My friend bought me this cheese and pesto scroll...
oh my gosh. It is all about the centre. It's just loaded with sauce, super moist and VERY flavourable. Then she got me this...
and let me just say... the opposite happens here. It's all about the outside! The little bits of white chocolate chips with raspberries is where its AT! If you have a local cobs bakery around you I recommend you to go hit the place up and try these. There was a point where I was eating one of these every day. One night my girls and I decided we needed a healthier alternative cause we can enjoy life but we also don't want to get chubs! So Kelsey and I collaborated and made the skinny raspberry and chocolate scone! It's whole wheat and we choose healthy alternatives to cute out fat.
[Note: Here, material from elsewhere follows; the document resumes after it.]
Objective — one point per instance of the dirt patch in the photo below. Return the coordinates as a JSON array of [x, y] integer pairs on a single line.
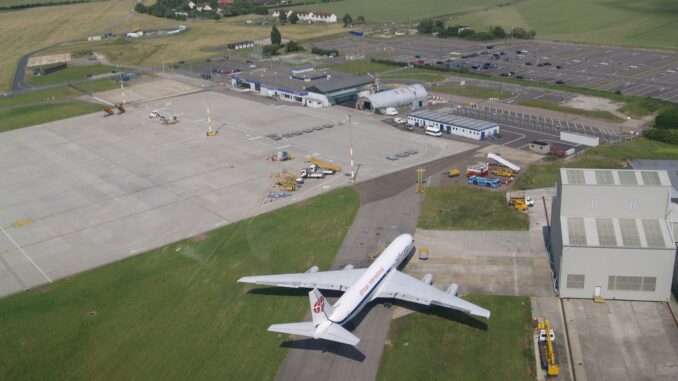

- 2 1/2 Cups of Whole Wheat Flour
- 1/4 Cup Brown Sugar
- 1 Tablespoon of Baking Powder
- 1/2 Teaspoon of Coarse Sea Salt
- 1/2 Cup Plain Non-Fat Greek Yogurt
- 1 Cup Buttermilk
- 1 Egg Yolk
- 2 Cups of Raspberries
- 1/4 Cup Chocolate Chips
- Preheat Oven 400 Degrees F
- Mix all Dry ingredients together: Flour, Brown Sugar, Baking Powder, Sea Salt
- Then Add Greek Yogurt, Mix Again! Until Pea size pieces form
- Add Buttermilk and Egg Yolk, Mix! Your dough must be a nice spongy texture, if it is too moist add more flour!
- Flour your counter, Knead it 3 Times, Then fold in raspberries and chocolate chips
- Roll it out so it is 1 inch in diameter and cut into pieces of your desired size
- Transfer to Wax paper and leave it in the oven for 18-20 minutes.